DPR RI memiliki fungsi pengawasan untuk melakukan kontrol terhadap kewenangan Pemerintah. Fungsi kontrol ini dilaksanakan untuk melakukan pengawasan terhadap penentuan kebijakan, pelaksanaan kebijakan, rencana penganggaran dan belanja negara, pelaksanaan anggaran dan belanja negara, dan kinerja Pemerintah. Legislatif harus aktif melakukan pengawasan terhadap proses berjalannya pemerintahan untuk memastikan proses perjalanan pemerintah dan negara tidak bertentangan dengan undang-undang.

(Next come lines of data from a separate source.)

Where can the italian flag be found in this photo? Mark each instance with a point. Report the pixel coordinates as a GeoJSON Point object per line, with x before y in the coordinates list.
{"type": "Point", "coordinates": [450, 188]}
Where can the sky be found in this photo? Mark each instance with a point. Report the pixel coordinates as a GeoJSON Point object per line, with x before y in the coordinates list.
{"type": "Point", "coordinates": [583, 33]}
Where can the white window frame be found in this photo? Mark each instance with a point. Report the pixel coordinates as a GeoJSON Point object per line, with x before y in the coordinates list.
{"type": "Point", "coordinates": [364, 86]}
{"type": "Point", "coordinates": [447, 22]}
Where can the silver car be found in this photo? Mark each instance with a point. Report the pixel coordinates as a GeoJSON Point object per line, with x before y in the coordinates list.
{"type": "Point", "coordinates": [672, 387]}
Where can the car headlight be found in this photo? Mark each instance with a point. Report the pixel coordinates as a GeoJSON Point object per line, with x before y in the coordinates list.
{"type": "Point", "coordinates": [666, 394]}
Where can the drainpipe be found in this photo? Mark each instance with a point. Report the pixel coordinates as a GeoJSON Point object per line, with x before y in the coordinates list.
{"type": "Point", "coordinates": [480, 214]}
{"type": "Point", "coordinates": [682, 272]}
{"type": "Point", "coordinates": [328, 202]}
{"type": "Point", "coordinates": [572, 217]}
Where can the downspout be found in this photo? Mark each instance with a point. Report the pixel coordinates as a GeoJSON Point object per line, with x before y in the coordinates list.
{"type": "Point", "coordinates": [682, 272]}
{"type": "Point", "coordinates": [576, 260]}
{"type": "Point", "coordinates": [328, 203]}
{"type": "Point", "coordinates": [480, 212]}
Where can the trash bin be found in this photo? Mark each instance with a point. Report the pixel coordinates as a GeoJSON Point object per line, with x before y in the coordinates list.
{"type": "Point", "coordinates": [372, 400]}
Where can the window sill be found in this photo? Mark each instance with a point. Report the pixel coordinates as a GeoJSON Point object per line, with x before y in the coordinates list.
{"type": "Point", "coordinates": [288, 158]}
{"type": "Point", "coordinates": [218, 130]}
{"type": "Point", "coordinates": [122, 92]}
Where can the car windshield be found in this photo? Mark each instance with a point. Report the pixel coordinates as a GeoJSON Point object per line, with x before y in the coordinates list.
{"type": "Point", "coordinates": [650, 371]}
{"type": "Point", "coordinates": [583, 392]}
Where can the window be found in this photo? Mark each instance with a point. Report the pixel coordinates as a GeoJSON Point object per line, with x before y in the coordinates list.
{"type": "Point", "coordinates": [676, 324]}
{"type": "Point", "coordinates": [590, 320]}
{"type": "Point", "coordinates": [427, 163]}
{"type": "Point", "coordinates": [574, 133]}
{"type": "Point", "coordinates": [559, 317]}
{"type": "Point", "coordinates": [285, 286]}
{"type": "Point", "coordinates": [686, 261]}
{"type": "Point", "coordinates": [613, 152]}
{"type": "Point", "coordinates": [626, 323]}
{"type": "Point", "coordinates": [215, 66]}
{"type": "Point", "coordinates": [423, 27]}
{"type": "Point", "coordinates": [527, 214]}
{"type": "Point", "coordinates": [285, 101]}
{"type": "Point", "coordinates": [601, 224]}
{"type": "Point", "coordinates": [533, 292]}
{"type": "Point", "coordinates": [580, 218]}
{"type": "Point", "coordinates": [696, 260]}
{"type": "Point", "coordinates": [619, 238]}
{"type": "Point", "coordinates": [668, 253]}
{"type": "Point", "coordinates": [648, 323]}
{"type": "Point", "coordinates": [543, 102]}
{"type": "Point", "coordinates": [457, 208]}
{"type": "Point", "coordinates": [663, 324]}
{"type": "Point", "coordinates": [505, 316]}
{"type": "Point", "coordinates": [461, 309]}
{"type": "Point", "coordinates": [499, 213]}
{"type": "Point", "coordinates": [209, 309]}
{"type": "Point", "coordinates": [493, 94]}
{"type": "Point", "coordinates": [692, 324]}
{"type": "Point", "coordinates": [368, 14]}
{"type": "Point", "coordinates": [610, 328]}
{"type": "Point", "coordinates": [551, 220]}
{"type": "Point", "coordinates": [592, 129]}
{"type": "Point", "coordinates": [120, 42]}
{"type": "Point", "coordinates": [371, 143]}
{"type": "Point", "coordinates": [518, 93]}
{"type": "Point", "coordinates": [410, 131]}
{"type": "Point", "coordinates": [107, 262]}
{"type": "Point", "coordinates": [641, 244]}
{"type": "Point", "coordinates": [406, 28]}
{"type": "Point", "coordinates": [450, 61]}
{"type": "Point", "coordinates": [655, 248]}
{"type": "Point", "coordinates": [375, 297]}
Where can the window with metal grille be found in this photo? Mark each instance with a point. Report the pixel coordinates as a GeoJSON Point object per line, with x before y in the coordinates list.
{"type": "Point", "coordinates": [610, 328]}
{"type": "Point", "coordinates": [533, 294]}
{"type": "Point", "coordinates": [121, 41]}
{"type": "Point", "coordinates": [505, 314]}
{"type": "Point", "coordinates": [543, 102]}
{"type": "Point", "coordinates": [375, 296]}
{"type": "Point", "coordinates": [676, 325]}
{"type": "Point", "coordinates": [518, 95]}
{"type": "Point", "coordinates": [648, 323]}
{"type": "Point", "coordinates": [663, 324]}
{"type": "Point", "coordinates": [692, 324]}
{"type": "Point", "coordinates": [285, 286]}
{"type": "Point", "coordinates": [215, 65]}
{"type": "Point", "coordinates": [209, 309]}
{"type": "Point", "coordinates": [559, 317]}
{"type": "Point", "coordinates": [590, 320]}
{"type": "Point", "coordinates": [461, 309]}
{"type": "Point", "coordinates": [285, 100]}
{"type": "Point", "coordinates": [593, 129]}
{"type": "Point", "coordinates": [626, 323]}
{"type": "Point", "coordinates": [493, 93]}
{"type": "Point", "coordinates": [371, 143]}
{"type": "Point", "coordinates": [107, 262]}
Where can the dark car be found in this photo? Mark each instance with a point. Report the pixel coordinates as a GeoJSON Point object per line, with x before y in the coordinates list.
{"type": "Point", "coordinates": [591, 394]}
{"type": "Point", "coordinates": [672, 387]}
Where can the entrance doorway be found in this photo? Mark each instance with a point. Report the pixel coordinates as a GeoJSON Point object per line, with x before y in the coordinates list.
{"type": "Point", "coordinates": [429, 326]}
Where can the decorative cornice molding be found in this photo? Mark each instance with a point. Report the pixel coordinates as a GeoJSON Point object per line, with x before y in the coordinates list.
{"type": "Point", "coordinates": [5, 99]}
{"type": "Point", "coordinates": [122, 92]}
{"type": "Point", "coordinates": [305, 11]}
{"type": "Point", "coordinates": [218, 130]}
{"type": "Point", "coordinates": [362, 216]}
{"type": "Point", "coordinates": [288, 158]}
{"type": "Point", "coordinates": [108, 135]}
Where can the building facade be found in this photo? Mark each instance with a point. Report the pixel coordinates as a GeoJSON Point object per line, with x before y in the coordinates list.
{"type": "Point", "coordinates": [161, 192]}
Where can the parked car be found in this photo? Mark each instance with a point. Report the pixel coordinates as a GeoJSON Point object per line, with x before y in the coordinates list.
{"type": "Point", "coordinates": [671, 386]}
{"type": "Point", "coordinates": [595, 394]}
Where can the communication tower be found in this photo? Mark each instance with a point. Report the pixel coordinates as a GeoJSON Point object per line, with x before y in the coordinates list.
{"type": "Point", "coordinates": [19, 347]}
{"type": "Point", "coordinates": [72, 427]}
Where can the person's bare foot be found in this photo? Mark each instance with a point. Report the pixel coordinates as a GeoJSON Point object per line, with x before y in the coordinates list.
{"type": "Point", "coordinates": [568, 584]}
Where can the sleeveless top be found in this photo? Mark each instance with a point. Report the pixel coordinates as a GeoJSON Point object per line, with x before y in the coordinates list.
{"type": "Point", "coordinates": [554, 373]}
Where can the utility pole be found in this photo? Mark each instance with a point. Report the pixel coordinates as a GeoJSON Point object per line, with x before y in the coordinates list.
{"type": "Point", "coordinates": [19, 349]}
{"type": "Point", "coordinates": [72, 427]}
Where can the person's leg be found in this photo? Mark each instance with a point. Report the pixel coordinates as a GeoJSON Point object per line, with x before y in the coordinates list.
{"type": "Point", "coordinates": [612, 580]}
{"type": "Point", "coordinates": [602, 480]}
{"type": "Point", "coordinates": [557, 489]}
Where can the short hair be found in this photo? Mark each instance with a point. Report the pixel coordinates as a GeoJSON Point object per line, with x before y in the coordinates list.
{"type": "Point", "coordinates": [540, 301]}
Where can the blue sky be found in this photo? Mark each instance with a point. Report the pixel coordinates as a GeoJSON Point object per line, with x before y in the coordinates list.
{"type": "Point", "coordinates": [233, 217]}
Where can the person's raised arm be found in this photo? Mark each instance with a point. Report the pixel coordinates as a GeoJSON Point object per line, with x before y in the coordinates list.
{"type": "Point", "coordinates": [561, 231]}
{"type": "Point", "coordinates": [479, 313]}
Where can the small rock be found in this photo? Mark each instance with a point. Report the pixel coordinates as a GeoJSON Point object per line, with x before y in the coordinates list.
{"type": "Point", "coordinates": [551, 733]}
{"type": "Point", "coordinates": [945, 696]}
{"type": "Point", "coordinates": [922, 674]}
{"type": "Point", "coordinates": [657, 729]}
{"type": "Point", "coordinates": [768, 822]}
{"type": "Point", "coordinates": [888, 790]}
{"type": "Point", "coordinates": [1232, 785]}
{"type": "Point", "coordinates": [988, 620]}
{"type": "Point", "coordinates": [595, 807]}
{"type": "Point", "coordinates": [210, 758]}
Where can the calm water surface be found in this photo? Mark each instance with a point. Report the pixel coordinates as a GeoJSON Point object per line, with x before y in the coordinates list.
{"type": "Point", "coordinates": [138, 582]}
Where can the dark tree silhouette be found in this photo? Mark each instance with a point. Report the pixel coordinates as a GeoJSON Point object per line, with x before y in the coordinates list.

Fungsi kontrol merupakan fungsi paling penting pada lembaga perwakilan rakyat, terlebih parlemen memiliki arti berbicara dalam hal mewakili rakyat. Kehadiran lembaga legislatif dalam proses pengambilan kebijakan dalam pemerintahan dan negara bukan sebagai penghambat kemajuan, tetapi memastikan bahwa suara rakyat tersampaikan dengan jelas dan tajam ke negara.
Contoh fungsi pengawasan DPR RI dipraktikkan pada pembentukan Tim Pengawas (Timwas) Haji DPR RI yang bertugas melakukan pengawasan penyelenggaraan ibadah Haji pada tahun 2025. Timwas Haji menemukan dugaan pelanggaran pada praktik penyelenggaraan ibadah Haji tahun 2025 dan akan menyerahkan temuan tersebut kepada aparat penegak hukum. Anggota Timwas Haji DPR RI Selly Andriany Gantina menyampaikan dan mendorong rekomendasi untuk KPK dalam melakukan penyidikan dan pemanggilan kepada pihak terkait penyelenggaraan haji terkait penemuan kuota haji regular yang dialokasikan ke kuota haji khusus, sehingga berujung jual beli kuota haji. Evaluasi dilakukan oleh Timwas Haji DPR RI mengenai permasalahan vital seperti ketidaksinambungan anggaran, pelayanan dan fasilitas terhadap jamaah haji yang kurang maksimal, serta evaluasi peran Kementerian Agama dan lembaga yang menyelenggarakan ibadah Haji.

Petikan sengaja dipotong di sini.